Are you working long hours, struggling with a schedule that seems always overloaded, and perpetually struggling to catch up? You're not alone. In the United States, overwork has become the norm, with average work weeks stretching to 47 hours. On top of that, Americans are more likely than other nationals to work on weekends or after 10 pm (as I'm doing right now).
There is a way out of this insanity. That message comes from Bruce Rosenstein, managing editor of the journal Leader to Leader, and author of Create Your Future the Peter Drucker Way. Rosenstein is a leading authority on Drucker and his teachings, and he says Drucker's philosophy of "systematic abandonment" is the answer to our national tendency to overload ourselves.
Though Drucker counseled systematic abandonment as a way to make companies stronger, it's a good way for individuals to manage their work schedules as well, Rosenstein says. Here's how it works:
1. Look at each of your activities as if they were new.
Then ask yourself this question: "Knowing what I know now, would I take this on today if I weren't already doing it?" Be honest. If the answer is no, then that activity is ripe for abandonment.

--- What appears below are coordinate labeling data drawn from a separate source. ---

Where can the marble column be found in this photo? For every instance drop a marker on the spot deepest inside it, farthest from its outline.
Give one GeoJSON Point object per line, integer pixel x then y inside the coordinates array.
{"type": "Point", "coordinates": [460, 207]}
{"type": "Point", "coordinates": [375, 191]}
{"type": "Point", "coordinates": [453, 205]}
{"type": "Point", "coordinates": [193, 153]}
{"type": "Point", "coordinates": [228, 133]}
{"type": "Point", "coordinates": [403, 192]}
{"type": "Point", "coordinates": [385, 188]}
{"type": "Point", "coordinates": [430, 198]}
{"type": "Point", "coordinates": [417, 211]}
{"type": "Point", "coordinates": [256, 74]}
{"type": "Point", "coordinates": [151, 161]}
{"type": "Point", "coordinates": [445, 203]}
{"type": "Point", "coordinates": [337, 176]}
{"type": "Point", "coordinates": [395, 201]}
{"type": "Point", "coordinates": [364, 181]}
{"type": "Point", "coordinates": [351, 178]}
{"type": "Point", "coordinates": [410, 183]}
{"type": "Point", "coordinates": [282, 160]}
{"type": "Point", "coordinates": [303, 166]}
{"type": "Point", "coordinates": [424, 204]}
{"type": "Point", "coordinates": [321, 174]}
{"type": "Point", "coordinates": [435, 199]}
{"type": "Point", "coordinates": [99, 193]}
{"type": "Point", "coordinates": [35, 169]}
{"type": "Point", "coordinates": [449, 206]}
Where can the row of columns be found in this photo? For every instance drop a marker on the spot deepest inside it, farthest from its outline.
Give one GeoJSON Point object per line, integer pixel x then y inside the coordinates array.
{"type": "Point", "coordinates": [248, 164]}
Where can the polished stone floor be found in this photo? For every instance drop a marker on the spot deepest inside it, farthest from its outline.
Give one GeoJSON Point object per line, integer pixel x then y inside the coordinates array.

Rosenstein has followed this path himself. For years, while working full-time, he had a one-day-a-week job in a record store because he enjoyed music and liked being involved in the music world. "It was a really cool job, and I'd been doing it for a number of years, but one day I decided I just couldn't do it anymore," he says. So he quit, and not long after got the opportunity to teach a university course. "If I hadn't left that job, I wouldn't have had time," he says. "And teaching is way more fulfilling."
2. Make sure to do what you want, as well as what you must.
"When you're laying out your day, what needs to be done, vs. what do you want to do?" Rosenstein asks. "Maybe you want to work on a particular project, but maybe there's a task that absolutely needs to get done today. Can you delegate it to someone else in your organization? Or can it be outsourced?" Find a way to take the gotta-get-dones off your plate, especially if they aren't tasks that require your particular skills. (Here are some tips for those who have trouble delegating.)
3. Challenge your daily routines.
Keep track of every activity you do in a day, and for each one, ask yourself if that activity is truly moving you toward your goals. "Chances are you're doing some things more from force of habit than anything else," Rosenstein says. "This is an easy way to see where your precious time and resources are actually going, and what changes you'd be smart to make."
4. Make a list of things you do particularly well.
These are your core competencies, the things you can build your success on. Now make a list of all the things you actually do during a given week, and compare the two lists. If they're not in alignment, take action, Rosenstein says.
For instance, you may be using social media to support one of your core competencies, but it's easy to drift from using social media to support your goals to just using social media. "You have to find where that dividing line lies," he says.
5. Once you've cut back on activities, focus on improving what remains.
"Remove and improve," Rosenstein advises. The point of systematic abandonment is not only to gain some work-life balance, although that should certainly be one effect. The other purpose is to take a close look at those core competency tasks--the things you do extremely well, and that can make all the difference to your success and that of your company. Take some of the time and energy you've gained by letting other things go and use it to do better at those core activities. That kind of focus can make you powerfully effective and you may find you're operating at a whole new level.
6. Do it again.
Drucker was an advocate for kaizen, the Japanese term for continuous improvement. In other words, the idea is that systematic abandonment is never done for good--you need to go back and review your activities again from time to time to see what you should abandon and what you can improve. "Practice it a regular intervals, at times of the year that feel fitting to you," Rosenstein says.
"Everyone's life changes and if your situation change, the tasks that make sense for you may change too," Rosenstein says. "Remember, there's never going to be enough time to accomplish everything you'd like. But if you remove the guessing game, and determine the areas where your time and efforts ought to be most focused, you're likely to be better and more fulfilled in every area of your life."